The email address you provided was the same one they used to send an order confirmation email so idk.
From my experience, stay away from this website.


----------



## Morty2K (Jul 21, 2018)

hmmm, thats not great  why would TX list them as a reseller?

I placed an order myself the other day, although i paid via paypal - I will look at the info on the paypal payment see if there is a contact address.


----------



## Morty2K (Jul 22, 2018)

Chezzsam said:


> This is an automated error response recieved from gmail when attempting to contact them through the specified email address. Had to remove some links to follow the forum rules.
> 
> Final-Recipient: rfc822;_ xxxx_
> Action: delayed
> ...



Ok I got the details from Paypal this is what shows under seller information

Seller information
    Birmingham Machine Services
    fccuk(DOT)co(DOT)uk/forum
    mattyandriah(AT)gmail(DOT)com


----------



## Chezzsam (Jul 22, 2018)

Morty2K said:


> Ok I got the details from Paypal this is what shows under seller information
> 
> Seller information
> Birmingham Machine Services
> ...



Their contact us section on their website seems to be working now anyways, thanks for the help though


----------



## Morty2K (Jul 22, 2018)

Chezzsam said:


> Their contact us section on their website seems to be working now anyways, thanks for the help though



Let us know how you get on.


----------



## Chezzsam (Jul 22, 2018)

'_Thanks for your enquiry, the COD option has been removed, it actually should not have been active but was an over site in website development. 

I noticed you have placed an order, thank you, 

Unfortunately due to a massive influx of orders we are unable to fulfil a number of orders, yours being one of them, 

We apologise unreservedly for this. 

We have the software licenses in abundance, just not the hardware, these will be in stock within the next 10 days, 

Nobody, not even the manufacturer expected such high demand. 
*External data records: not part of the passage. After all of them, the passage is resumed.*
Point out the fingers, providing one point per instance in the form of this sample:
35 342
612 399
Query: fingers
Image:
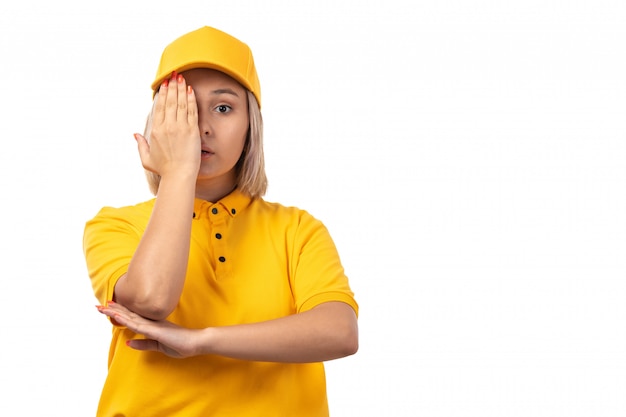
143 344
176 101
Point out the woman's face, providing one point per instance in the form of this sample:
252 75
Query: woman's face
223 125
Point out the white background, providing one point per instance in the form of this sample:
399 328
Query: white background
468 158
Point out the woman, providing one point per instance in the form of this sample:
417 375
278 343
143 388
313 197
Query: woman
221 303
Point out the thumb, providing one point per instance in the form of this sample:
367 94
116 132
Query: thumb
144 149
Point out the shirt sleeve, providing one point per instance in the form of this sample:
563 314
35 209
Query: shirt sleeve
109 242
317 273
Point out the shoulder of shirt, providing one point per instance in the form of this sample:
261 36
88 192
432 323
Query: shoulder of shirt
139 209
286 211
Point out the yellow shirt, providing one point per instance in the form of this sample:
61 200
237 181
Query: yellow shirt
249 261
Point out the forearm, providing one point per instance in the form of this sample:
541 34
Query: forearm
156 274
328 331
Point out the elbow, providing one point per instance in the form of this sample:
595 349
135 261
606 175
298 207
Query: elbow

Obviously we can refund you or proceed with your order however you wish, 

Regards_ _modmyswitch_'

This was what I expected tbh, happy that I got some information from them though.


----------



## Chezzsam (Jul 23, 2018)

So I got tired of waiting around and decided to just order the SX OS rather than the pro. I used modmyswitch.co.uk because they seem to be one of the few who actually allow paypal right now - key came within 5 minutes, could not be happier right now.

So yeah, apart from the confusion with the cash upon delivery, I'd really recommend this website now 

Just a question though if anybody can help:
- Can I use multiple SD cards and just copy the license.dat over from the original SD card?


----------